Progressive Circular Marketing!

The Blogosphere *is* full of wank.

Every once and a while I like to think about advertisements and how their distribution leads to profit. People who know me in person will know that I like to pay attention to ads and ridicule them relentlessly. Ads serve a very specific purpose and in a lot of cases tend to successfully prey on the stupid and lazy. Once in a while I come across a bit of marketing that is brilliant and captures my attention, but for the most part ads feel obtrusive and ineffective. I like to think that most advertisers are wasting their time and that product awareness comes from Word of Mouth and Product Quality, but that’s silly and idealistic. Truth is, there are people out there who buy The Slap-Chop. Are excited about the Snuggie, not because it’s “awesome” but because they’re so bombarded with imagery that eventually the concept seems like a good idea. People actually believe the shit written into the “I’m a Mac” commercials. And people actually click those ads promising to increase the size of a specific body part in less time than the competitors. Someone has to purchase these products, how else could companies afford the ad-space? The whole system supports itself.

I don’t want to turn this into a “ppl r stoopid” post so I’ll spin it like this, humans are inquisitive by nature and sometimes very haphazardly so.

Either way, it got me to thinking about this fun little hobby of blogging and how silly the lengths are some people will go to for a few extra hits.

The Re-hashing of News Stories is probably the instance I come across the most. A lot of the major blogs I follow practice this. Sometimes 90% of the posts on a blog are complete Re-hashes with a bit of opinion mixed in. Most blogs are good about crediting sources. It’s a good traffic driver and way for blogs to credit lesser known sources; recently two blogs I follow posted the same story from The Sun (UK). Both blogs retold exactly the same information in a slightly different way and credited the source material. Not exactly investigative journalism, but content is king and when you can’t come up with something clever to say why not grab something from somewhere else?

Re-hashing current news articles is a lot better than Spam comments. Recently I posted a journal entry about the state of Mainstream Radio in Vancouver. In it I mentioned a certain band from Alberta that had managed to achieve widespread North American success. Within five minutes of posting the entry I gathered 7-spam comments that Akismet didn’t catch. The comments themselves were nothing more than a canned “awesome blog I love !” reply with a link tucked in at the bottom. They were disposed of quickly.

Another school of “generating traffic” thought is to surround yourself with like-minded individuals. Not a bad idea. As long as you know where to go. Have you ever seen a community filled with people only looking for easy page hits?
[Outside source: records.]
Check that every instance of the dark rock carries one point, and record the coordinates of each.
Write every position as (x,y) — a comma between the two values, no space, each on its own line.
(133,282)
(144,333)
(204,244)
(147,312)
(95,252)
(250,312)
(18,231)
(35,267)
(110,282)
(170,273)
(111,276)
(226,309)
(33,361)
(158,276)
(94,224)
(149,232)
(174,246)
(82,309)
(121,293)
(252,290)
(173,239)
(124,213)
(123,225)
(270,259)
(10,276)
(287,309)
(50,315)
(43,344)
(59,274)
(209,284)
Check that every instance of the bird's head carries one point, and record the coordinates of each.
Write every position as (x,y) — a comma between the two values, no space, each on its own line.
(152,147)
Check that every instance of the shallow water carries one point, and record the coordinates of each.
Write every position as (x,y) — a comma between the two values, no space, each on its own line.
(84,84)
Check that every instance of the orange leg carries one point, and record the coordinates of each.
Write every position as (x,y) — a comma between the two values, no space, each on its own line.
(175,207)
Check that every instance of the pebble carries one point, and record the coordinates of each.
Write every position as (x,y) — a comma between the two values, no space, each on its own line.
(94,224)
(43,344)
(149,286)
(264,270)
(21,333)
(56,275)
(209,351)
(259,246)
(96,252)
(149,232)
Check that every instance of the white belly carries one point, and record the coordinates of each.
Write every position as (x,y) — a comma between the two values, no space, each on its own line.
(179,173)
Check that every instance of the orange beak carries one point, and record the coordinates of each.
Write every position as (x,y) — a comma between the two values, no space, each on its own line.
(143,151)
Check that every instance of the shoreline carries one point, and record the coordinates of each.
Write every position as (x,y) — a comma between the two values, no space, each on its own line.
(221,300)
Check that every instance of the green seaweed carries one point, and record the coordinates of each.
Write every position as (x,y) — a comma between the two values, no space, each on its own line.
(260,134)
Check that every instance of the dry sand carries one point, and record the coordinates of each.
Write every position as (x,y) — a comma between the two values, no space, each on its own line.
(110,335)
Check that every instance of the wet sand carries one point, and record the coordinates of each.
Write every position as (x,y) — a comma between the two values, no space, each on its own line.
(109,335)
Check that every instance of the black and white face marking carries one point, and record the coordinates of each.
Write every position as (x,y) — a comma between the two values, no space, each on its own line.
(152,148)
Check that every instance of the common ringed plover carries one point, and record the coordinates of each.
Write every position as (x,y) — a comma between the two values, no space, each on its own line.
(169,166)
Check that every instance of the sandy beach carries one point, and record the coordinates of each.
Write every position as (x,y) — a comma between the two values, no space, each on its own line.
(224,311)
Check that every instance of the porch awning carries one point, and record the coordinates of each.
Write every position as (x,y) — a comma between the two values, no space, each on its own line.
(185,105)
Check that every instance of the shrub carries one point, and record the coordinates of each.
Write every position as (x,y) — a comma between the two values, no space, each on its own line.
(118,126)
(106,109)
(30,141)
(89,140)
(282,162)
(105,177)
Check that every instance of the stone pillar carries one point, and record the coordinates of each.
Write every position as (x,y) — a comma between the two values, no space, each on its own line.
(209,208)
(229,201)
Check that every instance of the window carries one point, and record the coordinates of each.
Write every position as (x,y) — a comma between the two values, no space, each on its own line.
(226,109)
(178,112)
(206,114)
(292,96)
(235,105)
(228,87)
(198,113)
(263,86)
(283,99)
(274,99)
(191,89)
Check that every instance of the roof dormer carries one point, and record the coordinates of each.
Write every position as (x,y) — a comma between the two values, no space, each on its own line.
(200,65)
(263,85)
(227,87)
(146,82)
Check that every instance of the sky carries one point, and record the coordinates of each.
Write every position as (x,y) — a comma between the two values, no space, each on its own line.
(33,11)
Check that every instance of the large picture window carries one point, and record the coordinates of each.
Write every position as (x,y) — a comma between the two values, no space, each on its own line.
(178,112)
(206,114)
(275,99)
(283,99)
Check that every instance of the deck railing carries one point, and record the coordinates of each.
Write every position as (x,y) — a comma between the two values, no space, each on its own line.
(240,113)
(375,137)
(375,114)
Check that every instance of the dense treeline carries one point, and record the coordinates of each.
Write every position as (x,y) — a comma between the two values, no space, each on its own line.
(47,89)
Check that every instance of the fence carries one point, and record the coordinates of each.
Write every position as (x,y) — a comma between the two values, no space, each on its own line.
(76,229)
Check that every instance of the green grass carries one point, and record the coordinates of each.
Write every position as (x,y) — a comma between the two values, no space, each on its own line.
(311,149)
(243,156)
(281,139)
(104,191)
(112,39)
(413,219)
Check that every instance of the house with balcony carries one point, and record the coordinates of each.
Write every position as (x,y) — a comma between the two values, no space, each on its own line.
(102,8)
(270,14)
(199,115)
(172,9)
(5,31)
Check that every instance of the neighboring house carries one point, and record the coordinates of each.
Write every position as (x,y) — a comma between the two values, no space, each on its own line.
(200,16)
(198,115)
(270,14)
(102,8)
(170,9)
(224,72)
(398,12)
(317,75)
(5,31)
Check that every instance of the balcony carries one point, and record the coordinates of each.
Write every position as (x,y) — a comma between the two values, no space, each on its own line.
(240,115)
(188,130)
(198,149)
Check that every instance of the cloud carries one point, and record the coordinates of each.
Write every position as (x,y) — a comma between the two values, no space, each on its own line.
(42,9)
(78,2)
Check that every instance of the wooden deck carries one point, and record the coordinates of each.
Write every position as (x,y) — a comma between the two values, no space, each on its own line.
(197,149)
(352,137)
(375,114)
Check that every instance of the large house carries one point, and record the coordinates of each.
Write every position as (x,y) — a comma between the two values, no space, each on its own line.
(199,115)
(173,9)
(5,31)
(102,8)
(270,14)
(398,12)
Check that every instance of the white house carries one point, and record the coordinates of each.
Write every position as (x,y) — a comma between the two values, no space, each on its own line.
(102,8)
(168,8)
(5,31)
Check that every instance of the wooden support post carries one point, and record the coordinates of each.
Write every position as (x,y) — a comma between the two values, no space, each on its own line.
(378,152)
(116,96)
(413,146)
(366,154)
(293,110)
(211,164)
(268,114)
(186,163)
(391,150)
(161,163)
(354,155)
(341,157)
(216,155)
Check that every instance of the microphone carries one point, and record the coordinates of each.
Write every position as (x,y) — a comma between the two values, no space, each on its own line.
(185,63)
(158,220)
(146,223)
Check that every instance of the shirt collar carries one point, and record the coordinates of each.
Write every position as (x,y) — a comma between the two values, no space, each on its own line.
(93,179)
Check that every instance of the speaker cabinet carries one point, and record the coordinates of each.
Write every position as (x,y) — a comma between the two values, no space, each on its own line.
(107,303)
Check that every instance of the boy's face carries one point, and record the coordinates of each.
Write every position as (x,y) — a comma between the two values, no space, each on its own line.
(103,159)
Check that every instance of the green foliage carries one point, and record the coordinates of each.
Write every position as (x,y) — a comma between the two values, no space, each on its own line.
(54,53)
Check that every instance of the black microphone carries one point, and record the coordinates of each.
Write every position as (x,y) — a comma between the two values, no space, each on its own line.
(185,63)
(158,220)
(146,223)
Sure there could be decent people around, but the very nature of the site makes human interaction a lot more like a Mexican Stand-off.

“I’ll visit your Blog if you visit mine.” Started the cocky blogger.

“No, you visit mine first” The stranger replied.

And since the two Bloggers have sat, staring at one another till the other blinked. No such blink would come, for the battle was online.

Remember that link tucked in at the bottom of the spam post? Curiosity got the best of me and I did actually end up clicking the link. It took me to a page to a page full of blog posts that were nothing more than keywords. Sentence after sentence of “, and ” hugged by a thick lining of ads. Is it effective? Sure. Does it make me want to come back? Hell no. Does it make me want to maybe some day consider finding a way to destroy the site in every way imaginable? Yes.

This has become the oft rued “how do I generate traffic to my blog” post. You used to need a soapbox and megaphone or a journalism degree to get attention, but thems times they are a changin’. Also turns out that with a large, mostly-anonymous audience, people don’t mind others reading their personal journals – take THAT old high school ex-girlfriend who slapped me for reading her journal.

After a bunch of research, Search Engines and Word of Mouth (Word over Web) feel like the only ways to promote the blog without spending a lot of money or compromising morals and integrity. In theory someone could invest a little money into an ad campaign through a few sites and generate a stable readership. Everything else is so backlogged with spam trying to mill money and find the easy way to popularity, it’s not worth the effort to dive into the dirt-chamber and attempt to stick out from the crowd. Like I said to a close friend the other day, content is king and the most effective way of building a readership appears to be mingling with a large base of friends and like minded people. Plug away at informative and well written posts. Slowly build site content on either a very specific subject or wide range of ’em and wait until your posts start to show up in the search results. With quality you’ll be able to attract the readers and probably retain them. In theory the quality of writing on the site will increase with more practice as well.

I’d be curious to know how now-popular blogs like Ars Technia, Gizmodo, Fidgit and Boing Boing got their starts. Which route to popularity was most frequented and were low-moral spam tactics used to generate traffic or ad revenue. Did they start as little “free” blogs that blew up or was a very clear and distinct business strategy employed?

~J

Advice Content: There are numerous ways to generate blog traffic. Take the route that involves quality and people will be more likely to bookmark your page and visit often. They might eventually become involved and share the site with others.